IRS Gives Community Funds Leeway on Advocacy

October 15, 2009 | Read Time: 2 minutes

A new ruling from the Internal Revenue Service may get more community foundations involved in supporting advocacy efforts.

The IRS has clarified the federal regulations that govern how community funds and other grant-making charities can provide support for nonprofit organizations that lobby lawmakers.

“We hope this clarification will give more grant makers the confidence they need to fund aggressive advocacy,” said Nan Aaron, president of the Alliance for Justice, a Washington charity that advises nonprofit groups about lobbying issues. The alliance sought and received the IRS private-letter ruling.

Federal law prohibits private foundations from lobbying, except on issues that affect their own existence.

But federal regulations allow foundations to make “general support grants” to charities that lobby if the grants are not earmarked for lobbying — even if part of the money winds up supporting lobbying work.


Private Foundations

In its ruling, the IRS said that “the standard for public charities should be no more stringent than that which applies to private foundations.”

The IRS concluded that the nonprofit organization in question in this case — the Alliance for Justice — could make “general support grants” to another charity and not count the money as lobbying “even if some or all of the funds are ultimately expended by the recipient charity for lobbying.”

To illustrate this, the alliance gave the following example on its Web site.

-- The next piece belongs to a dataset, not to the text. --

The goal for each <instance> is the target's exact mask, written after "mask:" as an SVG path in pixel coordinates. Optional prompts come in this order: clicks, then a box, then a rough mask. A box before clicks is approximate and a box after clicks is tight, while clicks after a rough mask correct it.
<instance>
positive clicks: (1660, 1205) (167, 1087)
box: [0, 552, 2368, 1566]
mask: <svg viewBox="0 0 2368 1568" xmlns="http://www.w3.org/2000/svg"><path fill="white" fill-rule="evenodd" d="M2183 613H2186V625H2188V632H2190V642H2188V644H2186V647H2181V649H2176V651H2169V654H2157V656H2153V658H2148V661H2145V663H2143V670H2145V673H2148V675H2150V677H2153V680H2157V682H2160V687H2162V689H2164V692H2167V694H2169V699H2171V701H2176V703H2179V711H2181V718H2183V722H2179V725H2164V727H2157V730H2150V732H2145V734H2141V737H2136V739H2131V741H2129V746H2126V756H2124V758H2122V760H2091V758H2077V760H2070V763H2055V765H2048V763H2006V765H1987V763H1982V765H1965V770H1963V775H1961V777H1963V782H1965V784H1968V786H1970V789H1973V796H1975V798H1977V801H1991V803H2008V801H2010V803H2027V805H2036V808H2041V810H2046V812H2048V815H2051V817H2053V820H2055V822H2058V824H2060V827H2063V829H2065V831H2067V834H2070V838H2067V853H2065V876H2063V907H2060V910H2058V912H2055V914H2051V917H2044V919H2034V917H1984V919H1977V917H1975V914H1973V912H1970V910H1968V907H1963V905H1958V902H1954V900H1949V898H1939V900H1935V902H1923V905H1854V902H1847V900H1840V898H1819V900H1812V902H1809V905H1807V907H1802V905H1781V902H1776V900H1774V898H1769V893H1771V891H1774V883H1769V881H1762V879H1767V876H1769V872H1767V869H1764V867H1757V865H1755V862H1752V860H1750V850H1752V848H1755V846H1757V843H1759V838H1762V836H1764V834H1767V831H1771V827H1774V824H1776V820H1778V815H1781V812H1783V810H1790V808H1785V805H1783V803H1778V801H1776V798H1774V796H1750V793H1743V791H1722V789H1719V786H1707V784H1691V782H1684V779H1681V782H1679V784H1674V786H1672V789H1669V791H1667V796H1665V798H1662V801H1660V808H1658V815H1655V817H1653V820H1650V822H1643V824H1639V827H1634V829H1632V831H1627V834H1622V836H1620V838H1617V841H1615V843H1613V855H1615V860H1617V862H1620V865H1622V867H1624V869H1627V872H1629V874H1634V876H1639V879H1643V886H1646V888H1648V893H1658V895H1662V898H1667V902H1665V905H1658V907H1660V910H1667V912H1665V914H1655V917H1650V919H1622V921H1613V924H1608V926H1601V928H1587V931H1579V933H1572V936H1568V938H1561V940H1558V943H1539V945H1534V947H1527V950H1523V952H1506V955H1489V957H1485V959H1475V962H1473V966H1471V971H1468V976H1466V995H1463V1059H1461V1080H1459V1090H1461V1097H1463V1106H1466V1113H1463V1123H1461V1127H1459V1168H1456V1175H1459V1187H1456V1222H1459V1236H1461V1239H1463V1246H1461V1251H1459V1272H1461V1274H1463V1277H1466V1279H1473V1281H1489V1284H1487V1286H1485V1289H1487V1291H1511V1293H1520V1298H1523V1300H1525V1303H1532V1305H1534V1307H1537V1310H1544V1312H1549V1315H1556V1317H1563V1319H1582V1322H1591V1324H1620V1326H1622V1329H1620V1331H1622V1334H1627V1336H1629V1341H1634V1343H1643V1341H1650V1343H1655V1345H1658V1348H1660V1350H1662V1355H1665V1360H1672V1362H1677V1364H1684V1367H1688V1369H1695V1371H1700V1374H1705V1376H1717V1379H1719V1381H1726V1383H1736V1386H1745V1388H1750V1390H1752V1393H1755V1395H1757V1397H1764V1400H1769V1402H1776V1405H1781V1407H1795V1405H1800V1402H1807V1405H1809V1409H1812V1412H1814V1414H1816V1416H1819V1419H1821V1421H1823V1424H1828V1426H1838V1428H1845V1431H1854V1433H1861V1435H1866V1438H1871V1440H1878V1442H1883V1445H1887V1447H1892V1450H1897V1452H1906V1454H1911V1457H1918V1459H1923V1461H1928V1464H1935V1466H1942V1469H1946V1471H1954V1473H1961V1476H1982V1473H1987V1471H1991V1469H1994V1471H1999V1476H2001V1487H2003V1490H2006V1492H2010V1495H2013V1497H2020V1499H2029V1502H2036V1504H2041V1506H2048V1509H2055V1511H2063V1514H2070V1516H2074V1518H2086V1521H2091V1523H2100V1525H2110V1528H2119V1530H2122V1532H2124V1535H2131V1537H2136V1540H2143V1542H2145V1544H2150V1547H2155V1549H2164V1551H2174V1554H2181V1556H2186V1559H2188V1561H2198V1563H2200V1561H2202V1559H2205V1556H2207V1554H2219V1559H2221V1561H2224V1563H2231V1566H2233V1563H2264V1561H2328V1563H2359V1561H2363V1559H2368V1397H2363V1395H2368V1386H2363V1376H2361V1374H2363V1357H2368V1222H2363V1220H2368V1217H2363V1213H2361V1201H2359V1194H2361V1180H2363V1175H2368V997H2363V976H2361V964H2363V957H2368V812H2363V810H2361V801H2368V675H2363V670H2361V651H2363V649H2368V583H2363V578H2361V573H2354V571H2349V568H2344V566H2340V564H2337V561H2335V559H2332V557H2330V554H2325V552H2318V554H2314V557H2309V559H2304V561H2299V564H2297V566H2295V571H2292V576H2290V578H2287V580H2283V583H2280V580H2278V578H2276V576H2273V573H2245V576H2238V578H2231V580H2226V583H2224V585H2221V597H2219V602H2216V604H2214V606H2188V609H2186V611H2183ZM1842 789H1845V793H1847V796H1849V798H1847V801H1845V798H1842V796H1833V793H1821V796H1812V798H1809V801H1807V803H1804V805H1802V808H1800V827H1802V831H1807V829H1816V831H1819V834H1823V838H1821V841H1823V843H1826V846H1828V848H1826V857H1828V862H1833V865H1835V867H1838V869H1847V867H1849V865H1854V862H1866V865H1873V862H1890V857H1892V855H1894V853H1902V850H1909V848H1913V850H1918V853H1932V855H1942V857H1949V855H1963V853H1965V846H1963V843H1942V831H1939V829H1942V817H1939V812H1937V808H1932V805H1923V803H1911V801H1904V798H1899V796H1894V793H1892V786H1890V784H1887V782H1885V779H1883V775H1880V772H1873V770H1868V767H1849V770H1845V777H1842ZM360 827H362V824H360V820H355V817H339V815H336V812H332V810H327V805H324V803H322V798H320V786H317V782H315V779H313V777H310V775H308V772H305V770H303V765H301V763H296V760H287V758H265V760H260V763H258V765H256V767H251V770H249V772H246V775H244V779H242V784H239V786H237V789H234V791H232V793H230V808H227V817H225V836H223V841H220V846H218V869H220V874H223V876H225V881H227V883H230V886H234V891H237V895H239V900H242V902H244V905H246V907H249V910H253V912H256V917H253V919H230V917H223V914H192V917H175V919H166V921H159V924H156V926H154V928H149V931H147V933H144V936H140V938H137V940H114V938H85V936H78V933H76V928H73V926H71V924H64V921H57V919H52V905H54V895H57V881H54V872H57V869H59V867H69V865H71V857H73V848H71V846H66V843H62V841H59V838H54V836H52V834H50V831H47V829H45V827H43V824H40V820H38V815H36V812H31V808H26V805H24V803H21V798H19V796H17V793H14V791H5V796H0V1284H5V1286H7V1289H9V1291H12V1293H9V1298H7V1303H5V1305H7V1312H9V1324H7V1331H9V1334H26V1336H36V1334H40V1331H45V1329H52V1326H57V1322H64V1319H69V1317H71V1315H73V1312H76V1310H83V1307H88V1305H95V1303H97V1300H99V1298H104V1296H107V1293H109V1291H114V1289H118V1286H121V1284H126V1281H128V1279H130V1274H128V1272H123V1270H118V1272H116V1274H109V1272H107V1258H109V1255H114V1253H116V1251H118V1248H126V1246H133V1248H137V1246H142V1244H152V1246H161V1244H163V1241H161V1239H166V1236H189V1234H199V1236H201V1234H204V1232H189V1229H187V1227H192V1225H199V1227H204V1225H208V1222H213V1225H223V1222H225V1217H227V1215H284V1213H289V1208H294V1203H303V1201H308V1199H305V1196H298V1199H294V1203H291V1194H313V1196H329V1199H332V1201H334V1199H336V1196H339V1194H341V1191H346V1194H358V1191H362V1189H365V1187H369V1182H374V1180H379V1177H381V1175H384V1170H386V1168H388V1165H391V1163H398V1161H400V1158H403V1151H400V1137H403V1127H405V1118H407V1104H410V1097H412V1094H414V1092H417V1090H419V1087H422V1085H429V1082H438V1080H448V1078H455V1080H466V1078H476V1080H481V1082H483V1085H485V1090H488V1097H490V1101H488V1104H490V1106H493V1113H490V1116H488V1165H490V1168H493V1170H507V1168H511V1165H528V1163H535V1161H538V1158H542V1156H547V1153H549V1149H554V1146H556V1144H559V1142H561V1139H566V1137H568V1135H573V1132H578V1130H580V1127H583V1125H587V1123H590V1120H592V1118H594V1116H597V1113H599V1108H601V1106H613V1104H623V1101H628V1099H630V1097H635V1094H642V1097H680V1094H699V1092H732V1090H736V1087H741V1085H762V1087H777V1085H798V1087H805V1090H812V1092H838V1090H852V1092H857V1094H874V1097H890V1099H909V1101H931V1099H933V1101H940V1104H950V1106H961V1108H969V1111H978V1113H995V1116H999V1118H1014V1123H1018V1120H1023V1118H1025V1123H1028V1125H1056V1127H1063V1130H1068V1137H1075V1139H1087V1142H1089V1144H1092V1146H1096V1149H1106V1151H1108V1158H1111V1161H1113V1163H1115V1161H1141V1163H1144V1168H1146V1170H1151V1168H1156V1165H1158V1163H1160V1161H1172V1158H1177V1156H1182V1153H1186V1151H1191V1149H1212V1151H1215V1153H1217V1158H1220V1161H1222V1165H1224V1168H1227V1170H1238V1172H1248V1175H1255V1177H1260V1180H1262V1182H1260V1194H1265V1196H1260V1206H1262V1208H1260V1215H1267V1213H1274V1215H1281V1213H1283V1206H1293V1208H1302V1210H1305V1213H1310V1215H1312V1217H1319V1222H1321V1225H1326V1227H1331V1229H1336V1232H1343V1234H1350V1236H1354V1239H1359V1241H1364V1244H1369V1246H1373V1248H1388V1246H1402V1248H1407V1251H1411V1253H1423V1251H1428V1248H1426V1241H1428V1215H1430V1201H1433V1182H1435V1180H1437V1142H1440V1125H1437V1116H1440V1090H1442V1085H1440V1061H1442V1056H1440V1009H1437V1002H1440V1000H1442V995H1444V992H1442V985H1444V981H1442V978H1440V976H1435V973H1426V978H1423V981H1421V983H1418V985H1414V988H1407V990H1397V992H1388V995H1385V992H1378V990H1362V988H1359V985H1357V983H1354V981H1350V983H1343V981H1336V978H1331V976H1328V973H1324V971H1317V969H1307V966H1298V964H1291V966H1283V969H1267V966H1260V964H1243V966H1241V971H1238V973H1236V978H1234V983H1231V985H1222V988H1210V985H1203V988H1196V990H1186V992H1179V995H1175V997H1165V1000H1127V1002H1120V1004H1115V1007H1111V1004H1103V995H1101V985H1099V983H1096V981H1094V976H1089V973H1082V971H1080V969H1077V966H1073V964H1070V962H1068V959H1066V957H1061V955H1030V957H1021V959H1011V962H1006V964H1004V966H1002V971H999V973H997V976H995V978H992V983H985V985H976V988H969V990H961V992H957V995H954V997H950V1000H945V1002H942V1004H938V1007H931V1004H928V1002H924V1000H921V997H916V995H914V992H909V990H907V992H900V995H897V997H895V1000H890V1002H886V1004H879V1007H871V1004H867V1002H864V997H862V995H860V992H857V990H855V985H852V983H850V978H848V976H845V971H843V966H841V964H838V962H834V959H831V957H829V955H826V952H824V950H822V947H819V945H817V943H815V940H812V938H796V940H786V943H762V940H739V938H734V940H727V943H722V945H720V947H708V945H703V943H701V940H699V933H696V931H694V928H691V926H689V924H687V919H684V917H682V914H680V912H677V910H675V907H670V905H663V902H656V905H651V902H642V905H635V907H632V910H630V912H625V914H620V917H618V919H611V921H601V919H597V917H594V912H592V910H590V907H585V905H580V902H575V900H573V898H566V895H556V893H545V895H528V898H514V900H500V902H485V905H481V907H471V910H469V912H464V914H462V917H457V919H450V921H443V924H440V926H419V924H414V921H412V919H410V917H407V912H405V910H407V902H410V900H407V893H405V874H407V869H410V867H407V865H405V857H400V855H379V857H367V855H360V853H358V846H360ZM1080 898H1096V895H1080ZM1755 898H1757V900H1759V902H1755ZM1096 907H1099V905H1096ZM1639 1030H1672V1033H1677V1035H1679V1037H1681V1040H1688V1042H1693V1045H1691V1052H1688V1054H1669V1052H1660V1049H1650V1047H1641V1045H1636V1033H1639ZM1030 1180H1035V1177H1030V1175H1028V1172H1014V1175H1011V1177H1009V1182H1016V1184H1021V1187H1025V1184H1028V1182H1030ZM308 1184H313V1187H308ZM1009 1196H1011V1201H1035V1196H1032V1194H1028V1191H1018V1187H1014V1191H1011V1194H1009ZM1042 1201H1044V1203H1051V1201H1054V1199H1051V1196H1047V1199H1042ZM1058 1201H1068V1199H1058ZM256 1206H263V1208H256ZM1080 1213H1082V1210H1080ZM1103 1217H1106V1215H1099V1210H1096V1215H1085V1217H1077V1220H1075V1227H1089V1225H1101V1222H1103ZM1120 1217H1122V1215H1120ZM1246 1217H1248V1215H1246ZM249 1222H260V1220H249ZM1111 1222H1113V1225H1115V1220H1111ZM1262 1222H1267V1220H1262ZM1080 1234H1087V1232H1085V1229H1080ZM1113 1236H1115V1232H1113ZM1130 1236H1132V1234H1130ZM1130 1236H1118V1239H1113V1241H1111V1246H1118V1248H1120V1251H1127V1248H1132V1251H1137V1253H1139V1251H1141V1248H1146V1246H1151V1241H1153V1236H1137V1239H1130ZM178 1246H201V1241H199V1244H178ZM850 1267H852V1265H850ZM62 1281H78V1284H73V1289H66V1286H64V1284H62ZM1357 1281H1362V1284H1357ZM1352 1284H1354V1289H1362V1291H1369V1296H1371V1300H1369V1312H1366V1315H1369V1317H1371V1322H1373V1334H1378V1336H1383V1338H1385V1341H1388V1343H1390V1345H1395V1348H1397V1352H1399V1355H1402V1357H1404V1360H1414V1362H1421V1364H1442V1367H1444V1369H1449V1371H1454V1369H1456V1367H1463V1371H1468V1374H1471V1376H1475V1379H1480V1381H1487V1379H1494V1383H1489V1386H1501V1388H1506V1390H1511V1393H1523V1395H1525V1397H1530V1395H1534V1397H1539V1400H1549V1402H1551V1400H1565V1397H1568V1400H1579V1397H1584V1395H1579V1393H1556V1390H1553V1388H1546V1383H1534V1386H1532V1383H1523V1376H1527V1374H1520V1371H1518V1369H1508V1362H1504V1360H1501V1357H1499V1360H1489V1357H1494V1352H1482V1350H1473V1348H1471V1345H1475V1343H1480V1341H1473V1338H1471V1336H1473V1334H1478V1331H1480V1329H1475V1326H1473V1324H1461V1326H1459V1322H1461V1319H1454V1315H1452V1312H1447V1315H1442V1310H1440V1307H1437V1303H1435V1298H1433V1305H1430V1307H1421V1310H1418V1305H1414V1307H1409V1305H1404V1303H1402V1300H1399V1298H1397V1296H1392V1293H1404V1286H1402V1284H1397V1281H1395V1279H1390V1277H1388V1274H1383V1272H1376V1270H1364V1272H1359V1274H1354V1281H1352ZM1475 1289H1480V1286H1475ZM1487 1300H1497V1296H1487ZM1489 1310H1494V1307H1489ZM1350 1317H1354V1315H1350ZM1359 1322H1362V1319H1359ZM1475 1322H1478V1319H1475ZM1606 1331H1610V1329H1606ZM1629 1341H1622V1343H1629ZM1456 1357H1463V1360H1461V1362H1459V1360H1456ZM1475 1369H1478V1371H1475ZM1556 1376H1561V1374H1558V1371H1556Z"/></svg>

The “Farmville Community Foundation” provides $10,000 for general support to the “Children’s Alliance of Farmville,” a charity that advocates on behalf of disadvantahed children.

The Farmville Community Foundation does not have to count the grant money against its own lobbying limit, even if the Children’s Alliance of Farmville uses the money to lobby, as long as the grant was not designated to be used for lobbying.

Private-letter rulings apply only to the organizations that asked and paid for them; however, the rulings give other groups insights into the way the Internal Revenue Service thinks.